USA Herald – This is the case of T.H.E. Insurance Co. v. Melyndia Davis et al., in the U.S. Court of Appeals for the Fourth Circuit.
In this case, Melyndia Davis and Robert Spencer were injured in Pennsylvania in 2015, during a hot air balloon accident, according to court filings. In 2016, the couple sued the hot air balloon company, New Horizon Balloon Team, in Maryland court.
In August 2021, the Maryland district court ruled in favor of the company’s insurer limiting coverage to $100,000 per passenger, and not the $1 million policy coverage for non-passengers that the couple was seeking.
Here, the couple asked the panel of judges for the Fourth Circuit to overturn the lower court order. Sitting on the panel were senior U.S. Circuit Judge William B. Traxler and U.S. Circuit Judges Robert B. King and Allison J. Rushing.
The Fourth Circuit affirmed the district court’s decision that limited insurance claims to $100,000 for two passengers, agreeing with the insurance company that the couple’s status as “passengers” limited the amount of monetary recovery available to them.
The court agreed, with the Maryland federal judge that found that the couple were considered passengers as defined under an insurance policy issued by T.H.E. Insurance Co. The court further found that it didn’t matter whether their injuries occurred inside or “outside” the hot air balloon’s basket.
Melyndia Davis and Robert Spencer are represented by attorneys Douglas P. Desjardins and Amanda C. Dure of Pangia Law Group and L. Steven Emmert of Sykes Bourdon Ahern & Levy PC.
According to court records filed by the couple’s attorneys, they argued that they were not passengers at the time they were injured, but this argument was not well received.

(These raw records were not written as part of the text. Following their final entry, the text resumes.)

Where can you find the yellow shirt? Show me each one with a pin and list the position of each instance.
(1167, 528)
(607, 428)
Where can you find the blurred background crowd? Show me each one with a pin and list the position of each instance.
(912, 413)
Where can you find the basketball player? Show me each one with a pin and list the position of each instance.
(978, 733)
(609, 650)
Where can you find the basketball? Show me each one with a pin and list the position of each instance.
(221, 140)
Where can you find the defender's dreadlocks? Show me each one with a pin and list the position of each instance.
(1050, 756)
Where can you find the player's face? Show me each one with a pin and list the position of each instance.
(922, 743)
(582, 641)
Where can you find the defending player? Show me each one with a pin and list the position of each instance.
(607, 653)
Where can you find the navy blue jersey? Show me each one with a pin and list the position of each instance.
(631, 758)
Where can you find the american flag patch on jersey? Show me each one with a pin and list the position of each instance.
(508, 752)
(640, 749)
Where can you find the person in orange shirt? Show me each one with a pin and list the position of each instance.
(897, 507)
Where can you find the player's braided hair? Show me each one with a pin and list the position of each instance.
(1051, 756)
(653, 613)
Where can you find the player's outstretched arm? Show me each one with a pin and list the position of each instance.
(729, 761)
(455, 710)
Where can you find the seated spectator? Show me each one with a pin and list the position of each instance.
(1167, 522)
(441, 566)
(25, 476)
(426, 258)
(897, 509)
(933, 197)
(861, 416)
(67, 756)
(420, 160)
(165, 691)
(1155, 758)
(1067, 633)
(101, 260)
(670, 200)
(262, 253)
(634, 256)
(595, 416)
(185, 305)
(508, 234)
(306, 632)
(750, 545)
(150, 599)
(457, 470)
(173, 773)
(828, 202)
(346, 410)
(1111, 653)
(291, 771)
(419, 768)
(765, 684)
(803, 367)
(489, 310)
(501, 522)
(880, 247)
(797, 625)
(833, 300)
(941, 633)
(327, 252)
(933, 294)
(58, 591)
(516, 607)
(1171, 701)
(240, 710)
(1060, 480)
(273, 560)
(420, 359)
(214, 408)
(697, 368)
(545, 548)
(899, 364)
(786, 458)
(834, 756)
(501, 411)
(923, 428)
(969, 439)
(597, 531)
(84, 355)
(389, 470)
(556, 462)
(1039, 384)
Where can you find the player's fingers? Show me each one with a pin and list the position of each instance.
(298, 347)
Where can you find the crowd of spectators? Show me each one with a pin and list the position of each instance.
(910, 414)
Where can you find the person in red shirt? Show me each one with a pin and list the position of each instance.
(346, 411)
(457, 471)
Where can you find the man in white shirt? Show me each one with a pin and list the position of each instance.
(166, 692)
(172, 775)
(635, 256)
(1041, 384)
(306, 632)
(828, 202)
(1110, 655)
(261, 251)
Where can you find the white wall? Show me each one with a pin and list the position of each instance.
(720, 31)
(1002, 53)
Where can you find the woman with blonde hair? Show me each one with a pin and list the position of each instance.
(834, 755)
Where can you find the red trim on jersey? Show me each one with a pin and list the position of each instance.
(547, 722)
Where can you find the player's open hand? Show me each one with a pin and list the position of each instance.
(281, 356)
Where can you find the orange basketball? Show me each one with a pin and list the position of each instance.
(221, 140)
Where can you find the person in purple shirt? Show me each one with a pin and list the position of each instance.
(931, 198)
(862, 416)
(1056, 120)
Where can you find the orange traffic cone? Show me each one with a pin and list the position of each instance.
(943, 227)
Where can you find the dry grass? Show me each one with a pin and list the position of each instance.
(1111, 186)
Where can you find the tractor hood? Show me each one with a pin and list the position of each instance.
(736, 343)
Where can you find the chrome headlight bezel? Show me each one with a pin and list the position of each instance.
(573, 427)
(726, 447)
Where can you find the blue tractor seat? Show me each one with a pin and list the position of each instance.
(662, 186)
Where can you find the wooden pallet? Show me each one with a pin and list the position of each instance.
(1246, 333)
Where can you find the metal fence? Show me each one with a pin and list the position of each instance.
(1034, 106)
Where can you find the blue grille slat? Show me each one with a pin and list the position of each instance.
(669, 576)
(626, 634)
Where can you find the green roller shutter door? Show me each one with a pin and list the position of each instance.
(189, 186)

The panel made it clear, that even if they were outside of the basket at the time of the injury, they would still be considered “passengers” under the policy because they were stepping off the balloon following a flight.
The panel said, “As a result, even if Davis and Spencer were partially or completely outside the balloon’s basket at the time of their injuries, they were ‘passengers’ under the policy.”
While the couple’s lawsuit for damages was pending, T.H.E. Insurance Co., sought a declaratory judgment that Davis and Spencer were “passengers” at the time of the accident, confirming that the policy’s $100,000 limit for passengers is the applicable coverage amount rather than the $1 million in coverage that is reserved for non-passengers, only.
In response, the couple filed counterclaims against the insurer for contractual and statutory bad faith, which the lower court also rejected, and the Fourth Circuit upheld.